Mignon; or, Bootles' Baby

CHAPTER VIII.

Chapter 81,500 wordsPublic domain

A CROWD of roughs, a lesser crowd of third-rate spectators, and a lesser gathering of fashionable ones were assembled on the Blankhampton racecourse, for it was the day of the Scarlet Lancer Steeple-chases.

On the Grand Stand were to be seen most of the rank and fashion of the neighborhood, and a goodly show of that class of people who are always to be found about towns which are also military stations—the class of people who have daughters to marry, and not much money to marry them with.

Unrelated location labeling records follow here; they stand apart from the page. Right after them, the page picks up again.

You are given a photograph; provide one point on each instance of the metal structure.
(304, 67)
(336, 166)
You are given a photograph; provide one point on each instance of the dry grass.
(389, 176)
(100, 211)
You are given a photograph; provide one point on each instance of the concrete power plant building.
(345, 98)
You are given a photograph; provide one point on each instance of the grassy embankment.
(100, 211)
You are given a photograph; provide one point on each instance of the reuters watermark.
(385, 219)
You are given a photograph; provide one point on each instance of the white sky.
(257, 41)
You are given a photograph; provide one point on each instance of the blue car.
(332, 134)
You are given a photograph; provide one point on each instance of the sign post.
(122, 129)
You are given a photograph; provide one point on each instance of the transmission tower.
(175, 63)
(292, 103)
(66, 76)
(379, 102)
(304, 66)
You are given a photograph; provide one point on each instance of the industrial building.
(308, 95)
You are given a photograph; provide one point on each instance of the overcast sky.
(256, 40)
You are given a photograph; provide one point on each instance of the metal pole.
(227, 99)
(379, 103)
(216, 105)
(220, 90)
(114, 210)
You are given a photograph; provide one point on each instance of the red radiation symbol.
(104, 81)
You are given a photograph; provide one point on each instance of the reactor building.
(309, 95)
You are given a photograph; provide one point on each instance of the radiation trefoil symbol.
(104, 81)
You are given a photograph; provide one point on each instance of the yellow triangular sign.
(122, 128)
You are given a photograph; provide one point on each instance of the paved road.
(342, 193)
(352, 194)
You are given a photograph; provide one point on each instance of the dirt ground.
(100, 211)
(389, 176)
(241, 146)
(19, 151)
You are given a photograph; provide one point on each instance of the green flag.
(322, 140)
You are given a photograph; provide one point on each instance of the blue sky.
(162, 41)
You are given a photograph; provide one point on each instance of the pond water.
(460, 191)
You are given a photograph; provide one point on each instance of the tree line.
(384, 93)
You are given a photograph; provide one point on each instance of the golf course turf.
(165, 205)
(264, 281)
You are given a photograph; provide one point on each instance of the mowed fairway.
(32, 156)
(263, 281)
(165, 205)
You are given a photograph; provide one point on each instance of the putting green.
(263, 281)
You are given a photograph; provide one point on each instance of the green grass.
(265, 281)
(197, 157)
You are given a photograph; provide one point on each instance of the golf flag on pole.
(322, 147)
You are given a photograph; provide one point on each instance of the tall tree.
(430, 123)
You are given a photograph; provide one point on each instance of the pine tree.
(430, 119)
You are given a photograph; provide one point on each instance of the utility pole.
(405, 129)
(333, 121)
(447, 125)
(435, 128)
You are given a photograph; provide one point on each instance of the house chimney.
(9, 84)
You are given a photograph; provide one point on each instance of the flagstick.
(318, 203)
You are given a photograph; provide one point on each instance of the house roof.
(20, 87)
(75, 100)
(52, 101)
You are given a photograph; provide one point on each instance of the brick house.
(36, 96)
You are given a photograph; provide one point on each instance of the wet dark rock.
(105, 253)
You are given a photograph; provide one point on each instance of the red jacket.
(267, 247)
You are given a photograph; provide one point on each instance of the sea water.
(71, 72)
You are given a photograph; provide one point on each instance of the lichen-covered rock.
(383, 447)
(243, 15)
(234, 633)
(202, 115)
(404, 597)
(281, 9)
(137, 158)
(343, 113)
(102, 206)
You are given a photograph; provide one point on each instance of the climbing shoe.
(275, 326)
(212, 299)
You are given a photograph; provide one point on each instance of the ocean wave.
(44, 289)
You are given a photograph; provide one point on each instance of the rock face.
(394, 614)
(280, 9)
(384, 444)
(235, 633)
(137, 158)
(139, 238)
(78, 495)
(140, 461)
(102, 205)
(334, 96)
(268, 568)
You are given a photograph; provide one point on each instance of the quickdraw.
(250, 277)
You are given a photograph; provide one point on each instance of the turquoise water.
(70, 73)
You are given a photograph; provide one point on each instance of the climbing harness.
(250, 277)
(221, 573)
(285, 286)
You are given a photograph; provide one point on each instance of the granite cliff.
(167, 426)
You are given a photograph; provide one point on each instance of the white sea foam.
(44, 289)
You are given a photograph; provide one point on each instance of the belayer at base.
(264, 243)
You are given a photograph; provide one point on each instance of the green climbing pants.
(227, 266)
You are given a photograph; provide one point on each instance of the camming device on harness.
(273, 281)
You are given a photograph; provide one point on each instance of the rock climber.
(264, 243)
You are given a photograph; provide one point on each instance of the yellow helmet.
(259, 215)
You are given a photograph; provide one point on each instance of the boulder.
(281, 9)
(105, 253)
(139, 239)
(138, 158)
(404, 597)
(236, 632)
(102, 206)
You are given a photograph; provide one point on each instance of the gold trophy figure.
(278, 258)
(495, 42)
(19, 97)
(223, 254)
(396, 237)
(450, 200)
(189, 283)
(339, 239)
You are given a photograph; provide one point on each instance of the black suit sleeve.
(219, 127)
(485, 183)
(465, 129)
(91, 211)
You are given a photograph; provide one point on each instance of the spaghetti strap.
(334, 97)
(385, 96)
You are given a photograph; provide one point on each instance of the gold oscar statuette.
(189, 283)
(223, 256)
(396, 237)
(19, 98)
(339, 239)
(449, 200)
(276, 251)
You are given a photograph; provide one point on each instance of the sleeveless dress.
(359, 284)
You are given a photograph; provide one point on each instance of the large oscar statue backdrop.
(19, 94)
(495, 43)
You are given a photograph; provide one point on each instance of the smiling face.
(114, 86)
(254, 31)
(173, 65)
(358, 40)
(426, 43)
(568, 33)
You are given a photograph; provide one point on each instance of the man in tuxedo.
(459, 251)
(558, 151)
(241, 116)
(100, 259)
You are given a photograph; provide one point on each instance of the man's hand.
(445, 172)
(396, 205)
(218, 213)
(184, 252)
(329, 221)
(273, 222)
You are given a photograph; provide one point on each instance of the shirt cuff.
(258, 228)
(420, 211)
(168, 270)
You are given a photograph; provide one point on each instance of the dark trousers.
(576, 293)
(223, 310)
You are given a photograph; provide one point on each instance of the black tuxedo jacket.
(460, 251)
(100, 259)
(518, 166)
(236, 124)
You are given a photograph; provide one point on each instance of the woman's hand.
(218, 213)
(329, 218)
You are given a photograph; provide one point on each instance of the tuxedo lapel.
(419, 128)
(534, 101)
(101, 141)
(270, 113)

There were all the Scarlet Lancer ladies in full force, from the colonel’s wife in blue velvet and sables, to the quartermaster’s lady in a hard felt hat, with long diamond and pearl ear-rings. There were officers in cords and boots, their silken finery hidden by Newmarket coats. And there was the bride, Mrs. Allardyce, in pink and gray, the major’s racing colors—oh lor! as the fellows said when they saw her. And there was Miss Mignon, a little three-year-old belle, got up in Bootles’s colors—scarlet, purple, and gold—adapted in her small case to a warm frock of purple velvet, braided with scarlet and gold, and on her golden curls a jockey-cap to match it. Utterly absurd, most people said, but Bootles didn’t seem to see it. Nor, for the matter of that, did Miss Mignon herself. Held by Bootles, or, when Bootles was riding, by Lacy, she sat on the broad ledge of the balcony and surveyed the world, like a queen in miniature.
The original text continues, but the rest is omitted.